Wczoraj wleciała do mojej kuchni pszczoła. Okno ledwo uchylone, a ona znalazła wejście. Czy nie powinna już spać? Przecież już jesień. Chodziła sobie po blacie, po kwiatkach, po szybie, po kafelkach. Nie latała, więc była zmęczona, albo chora. Mogłam ją dowolnie kadrować ze wszystkich stron, ona była obojętna, tylko przebierała nóżkami. Zostawiłam ją w spokoju i robiłam swoje. Gdy przyszłam do kuchni po paru godzinach pszczoła już nie żyła. Ponieważ była w zlewie to ją spuściłam do kanalizacji.
To ostatnie jej chwile.
Ciekawe, nie adoptowałam jej, a ona mnie odwiedziła. Niedawno był dzień adoptowania pszczół. Kto to wymyśla? Kto się na to daje nabrać? I to podobno od 5 lat jest taka akcja.
Gdy adoptujemy dziecko to jesteśmy za nie odpowiedzialni. Gdy zdechnie „adoptowany” piesek albo kotek to czy można pociągnąć „mamę” do odpowiedzialności? Przecież zwierzątka żyją dłużej. Czy adoptowanie dzieci w czarnych krajach jest legalne? Ludzie wysyłają kasę na niewidziane dziecko, właściwie dają kasę na fotkę.

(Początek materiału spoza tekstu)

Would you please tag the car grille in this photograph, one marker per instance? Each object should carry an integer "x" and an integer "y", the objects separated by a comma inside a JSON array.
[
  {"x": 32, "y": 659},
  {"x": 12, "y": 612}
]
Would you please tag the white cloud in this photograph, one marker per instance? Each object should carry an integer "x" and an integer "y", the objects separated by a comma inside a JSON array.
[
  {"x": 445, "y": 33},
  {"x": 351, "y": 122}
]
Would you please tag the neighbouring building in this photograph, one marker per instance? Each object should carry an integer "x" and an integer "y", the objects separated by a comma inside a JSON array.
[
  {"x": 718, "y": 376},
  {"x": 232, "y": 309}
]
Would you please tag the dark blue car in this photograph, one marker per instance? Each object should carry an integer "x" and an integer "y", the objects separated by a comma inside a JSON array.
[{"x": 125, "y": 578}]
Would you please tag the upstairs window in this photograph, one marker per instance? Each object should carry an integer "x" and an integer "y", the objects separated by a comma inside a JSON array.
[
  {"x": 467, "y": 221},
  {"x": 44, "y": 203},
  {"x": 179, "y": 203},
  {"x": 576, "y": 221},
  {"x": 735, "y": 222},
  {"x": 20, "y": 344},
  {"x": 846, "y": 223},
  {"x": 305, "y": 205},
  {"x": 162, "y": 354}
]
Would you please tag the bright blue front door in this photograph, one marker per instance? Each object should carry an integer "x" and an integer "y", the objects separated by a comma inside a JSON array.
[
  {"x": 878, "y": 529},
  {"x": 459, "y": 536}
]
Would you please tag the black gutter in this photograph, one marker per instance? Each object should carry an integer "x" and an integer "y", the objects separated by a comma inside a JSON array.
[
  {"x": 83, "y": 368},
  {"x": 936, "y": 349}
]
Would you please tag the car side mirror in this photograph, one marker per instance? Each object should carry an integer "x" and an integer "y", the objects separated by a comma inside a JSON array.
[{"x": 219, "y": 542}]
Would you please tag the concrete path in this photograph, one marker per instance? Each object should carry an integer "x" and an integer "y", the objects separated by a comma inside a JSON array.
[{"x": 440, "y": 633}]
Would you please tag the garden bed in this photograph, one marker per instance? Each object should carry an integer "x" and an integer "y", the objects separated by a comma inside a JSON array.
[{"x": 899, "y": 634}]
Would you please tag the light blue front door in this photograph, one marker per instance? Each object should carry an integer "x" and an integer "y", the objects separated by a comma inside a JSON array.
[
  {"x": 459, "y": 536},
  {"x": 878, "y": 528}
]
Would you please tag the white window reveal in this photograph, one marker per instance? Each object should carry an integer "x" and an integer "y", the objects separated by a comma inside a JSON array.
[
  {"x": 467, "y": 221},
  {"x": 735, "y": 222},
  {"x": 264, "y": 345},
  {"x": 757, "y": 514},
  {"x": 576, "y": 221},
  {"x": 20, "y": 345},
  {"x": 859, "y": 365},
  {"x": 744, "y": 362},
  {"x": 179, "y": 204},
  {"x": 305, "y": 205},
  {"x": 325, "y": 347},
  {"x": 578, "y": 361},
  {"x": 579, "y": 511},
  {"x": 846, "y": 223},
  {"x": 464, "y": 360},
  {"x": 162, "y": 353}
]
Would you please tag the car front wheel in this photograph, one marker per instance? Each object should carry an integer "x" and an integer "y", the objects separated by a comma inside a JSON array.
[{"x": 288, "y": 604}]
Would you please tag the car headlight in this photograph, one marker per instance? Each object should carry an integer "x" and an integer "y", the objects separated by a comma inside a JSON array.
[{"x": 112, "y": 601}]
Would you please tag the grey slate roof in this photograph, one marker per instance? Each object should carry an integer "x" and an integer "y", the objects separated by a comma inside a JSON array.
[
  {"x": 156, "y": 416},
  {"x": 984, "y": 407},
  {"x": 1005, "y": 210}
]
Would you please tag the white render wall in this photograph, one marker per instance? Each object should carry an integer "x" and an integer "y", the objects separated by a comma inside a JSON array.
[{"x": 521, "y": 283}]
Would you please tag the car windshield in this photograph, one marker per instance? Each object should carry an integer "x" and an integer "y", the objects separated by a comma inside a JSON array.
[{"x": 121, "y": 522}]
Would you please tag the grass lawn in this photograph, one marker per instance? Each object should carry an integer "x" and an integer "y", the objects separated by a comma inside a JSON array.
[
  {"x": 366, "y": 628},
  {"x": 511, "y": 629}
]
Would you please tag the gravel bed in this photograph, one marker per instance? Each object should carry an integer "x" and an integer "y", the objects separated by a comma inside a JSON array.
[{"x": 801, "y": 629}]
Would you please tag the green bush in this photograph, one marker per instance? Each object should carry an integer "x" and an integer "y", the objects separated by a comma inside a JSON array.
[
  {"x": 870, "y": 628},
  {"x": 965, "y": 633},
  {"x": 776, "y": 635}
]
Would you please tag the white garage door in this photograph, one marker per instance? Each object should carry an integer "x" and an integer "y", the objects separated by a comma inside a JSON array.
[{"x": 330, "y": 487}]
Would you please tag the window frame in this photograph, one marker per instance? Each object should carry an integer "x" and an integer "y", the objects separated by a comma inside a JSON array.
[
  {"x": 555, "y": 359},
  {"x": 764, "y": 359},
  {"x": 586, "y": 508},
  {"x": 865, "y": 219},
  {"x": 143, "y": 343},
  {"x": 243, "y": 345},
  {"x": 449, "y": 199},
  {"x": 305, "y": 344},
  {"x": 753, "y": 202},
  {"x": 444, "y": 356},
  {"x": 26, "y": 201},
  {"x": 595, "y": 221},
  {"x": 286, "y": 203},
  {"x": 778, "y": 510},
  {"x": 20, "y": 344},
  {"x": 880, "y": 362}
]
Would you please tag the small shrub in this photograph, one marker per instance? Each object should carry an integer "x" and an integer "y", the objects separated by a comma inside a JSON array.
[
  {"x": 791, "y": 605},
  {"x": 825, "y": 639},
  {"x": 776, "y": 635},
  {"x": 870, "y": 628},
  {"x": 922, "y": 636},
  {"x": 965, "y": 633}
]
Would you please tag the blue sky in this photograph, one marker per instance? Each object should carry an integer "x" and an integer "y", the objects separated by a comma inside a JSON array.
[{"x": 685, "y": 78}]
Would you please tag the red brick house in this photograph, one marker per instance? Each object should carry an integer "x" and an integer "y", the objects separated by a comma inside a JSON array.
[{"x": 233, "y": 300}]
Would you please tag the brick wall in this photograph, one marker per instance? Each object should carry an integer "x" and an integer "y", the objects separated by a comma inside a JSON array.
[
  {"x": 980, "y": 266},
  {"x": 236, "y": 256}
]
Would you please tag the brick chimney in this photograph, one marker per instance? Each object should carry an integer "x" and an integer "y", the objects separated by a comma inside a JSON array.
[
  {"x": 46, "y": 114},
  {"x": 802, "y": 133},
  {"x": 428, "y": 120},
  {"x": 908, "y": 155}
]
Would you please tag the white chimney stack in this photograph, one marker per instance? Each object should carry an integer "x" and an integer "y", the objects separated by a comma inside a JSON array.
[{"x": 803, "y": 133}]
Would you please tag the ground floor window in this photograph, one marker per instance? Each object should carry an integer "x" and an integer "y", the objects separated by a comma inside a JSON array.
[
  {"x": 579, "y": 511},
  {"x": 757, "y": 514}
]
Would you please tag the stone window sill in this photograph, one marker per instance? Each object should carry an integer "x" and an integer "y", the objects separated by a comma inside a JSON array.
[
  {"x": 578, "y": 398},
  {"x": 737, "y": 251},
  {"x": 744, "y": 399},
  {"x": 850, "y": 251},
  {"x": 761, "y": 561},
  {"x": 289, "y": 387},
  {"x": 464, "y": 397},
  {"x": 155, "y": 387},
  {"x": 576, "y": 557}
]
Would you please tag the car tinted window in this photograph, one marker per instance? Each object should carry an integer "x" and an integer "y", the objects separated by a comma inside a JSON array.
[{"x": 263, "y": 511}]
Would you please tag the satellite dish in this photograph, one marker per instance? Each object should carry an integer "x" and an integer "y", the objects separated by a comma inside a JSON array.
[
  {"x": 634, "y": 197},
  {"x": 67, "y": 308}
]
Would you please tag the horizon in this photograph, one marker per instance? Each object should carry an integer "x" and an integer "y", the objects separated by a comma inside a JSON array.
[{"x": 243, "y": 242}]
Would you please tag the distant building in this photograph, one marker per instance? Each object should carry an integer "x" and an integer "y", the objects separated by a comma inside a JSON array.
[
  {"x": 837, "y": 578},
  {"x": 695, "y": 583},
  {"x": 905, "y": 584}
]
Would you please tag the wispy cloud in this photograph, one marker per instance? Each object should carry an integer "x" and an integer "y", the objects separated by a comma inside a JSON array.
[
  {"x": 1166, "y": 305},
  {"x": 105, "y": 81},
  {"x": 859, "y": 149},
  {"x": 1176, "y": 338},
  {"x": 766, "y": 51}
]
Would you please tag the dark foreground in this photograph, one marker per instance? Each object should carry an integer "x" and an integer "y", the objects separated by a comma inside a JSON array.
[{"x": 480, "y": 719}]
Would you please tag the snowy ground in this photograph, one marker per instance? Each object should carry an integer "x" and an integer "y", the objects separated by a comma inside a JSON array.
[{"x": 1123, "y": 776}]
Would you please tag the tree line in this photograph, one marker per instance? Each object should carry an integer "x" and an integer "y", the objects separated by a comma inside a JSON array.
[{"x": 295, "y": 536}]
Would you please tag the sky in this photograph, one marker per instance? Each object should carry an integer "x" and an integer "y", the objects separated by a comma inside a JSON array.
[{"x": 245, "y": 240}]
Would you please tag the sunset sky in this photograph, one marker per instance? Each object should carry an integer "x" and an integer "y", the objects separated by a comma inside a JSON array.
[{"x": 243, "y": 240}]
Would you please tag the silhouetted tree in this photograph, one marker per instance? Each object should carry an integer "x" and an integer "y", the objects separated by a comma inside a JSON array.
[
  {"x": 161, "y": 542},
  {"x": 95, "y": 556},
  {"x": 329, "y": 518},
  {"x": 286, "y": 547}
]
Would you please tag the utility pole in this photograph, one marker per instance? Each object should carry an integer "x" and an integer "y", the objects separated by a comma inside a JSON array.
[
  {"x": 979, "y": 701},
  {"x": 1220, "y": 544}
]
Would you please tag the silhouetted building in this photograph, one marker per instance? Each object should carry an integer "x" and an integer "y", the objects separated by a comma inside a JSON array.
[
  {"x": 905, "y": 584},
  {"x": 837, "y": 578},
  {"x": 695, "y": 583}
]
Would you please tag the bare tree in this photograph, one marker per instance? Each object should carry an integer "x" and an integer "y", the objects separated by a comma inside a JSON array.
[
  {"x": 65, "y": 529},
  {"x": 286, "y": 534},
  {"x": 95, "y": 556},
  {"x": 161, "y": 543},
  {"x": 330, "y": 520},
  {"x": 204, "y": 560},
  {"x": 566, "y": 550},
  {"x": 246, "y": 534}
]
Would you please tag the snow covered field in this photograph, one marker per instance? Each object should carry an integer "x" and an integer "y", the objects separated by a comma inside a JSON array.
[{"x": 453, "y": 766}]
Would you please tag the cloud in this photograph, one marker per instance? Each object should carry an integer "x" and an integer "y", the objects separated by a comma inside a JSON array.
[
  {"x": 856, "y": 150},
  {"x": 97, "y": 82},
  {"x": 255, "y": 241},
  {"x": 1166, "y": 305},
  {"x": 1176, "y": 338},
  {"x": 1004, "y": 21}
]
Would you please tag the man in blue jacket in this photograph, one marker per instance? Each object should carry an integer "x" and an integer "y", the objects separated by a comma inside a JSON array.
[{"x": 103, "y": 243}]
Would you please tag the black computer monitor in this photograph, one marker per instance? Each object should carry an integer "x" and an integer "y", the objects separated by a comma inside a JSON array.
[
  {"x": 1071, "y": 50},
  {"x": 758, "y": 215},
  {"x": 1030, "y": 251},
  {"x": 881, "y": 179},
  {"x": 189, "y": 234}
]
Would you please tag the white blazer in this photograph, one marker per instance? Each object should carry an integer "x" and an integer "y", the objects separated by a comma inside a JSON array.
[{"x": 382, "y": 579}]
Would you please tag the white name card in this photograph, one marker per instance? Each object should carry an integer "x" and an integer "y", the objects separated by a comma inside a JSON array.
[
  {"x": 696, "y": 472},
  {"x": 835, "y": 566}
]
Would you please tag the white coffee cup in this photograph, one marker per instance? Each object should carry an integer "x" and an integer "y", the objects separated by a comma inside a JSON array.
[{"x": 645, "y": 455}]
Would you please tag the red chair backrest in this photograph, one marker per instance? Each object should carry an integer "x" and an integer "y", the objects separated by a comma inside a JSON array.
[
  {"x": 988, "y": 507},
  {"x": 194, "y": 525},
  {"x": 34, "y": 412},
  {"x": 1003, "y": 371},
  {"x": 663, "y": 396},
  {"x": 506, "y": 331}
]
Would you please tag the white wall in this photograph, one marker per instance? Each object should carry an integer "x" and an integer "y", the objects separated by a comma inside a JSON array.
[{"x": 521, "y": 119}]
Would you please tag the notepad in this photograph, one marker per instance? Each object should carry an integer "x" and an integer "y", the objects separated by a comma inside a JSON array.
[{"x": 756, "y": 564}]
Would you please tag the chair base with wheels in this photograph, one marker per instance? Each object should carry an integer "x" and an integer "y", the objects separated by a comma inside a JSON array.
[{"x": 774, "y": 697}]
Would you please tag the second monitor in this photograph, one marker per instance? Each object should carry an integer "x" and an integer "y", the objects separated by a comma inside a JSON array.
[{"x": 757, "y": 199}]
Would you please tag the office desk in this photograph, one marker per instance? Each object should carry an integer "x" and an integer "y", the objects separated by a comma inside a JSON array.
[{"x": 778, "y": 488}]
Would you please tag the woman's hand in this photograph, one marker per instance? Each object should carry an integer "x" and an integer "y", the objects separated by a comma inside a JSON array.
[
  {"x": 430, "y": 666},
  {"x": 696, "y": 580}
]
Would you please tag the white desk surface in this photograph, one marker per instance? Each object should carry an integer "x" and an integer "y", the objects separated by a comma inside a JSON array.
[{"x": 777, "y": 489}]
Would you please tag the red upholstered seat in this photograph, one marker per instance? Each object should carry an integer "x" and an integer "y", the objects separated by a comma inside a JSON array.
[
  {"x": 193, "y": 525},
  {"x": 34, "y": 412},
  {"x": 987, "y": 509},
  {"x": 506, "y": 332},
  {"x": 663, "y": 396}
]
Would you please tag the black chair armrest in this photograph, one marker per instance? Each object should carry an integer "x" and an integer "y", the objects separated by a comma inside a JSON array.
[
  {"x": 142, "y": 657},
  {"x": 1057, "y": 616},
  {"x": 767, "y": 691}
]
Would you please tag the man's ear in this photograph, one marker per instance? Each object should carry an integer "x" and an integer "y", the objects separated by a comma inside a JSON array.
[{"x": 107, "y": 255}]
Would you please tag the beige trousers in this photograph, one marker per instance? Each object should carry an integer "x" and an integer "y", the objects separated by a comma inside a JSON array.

Całe szczęście, że nie adoptowałam pszczoły, która wybrała mój dom, żeby zdechnąć.
Nie adoptuję nikogo i niczego. Nigdy.
Zarobiona jestem. Odkąd dałam Ziarnuszce zadanie, to przybyło mi 3 klientów. Ale to zbieg okoliczności. I dobrze, więcej pracy, więcej dobrobytu. I tak ma być.
Tylko mniej czasu na czytanie i robótki ręczne. A pogoda układa się na moje życzenie. Pada gdy jestem w domu, w autobusie lub na spotkaniu. Nie pada gdy jestem na ulicy. Ciągle nie dowierzam.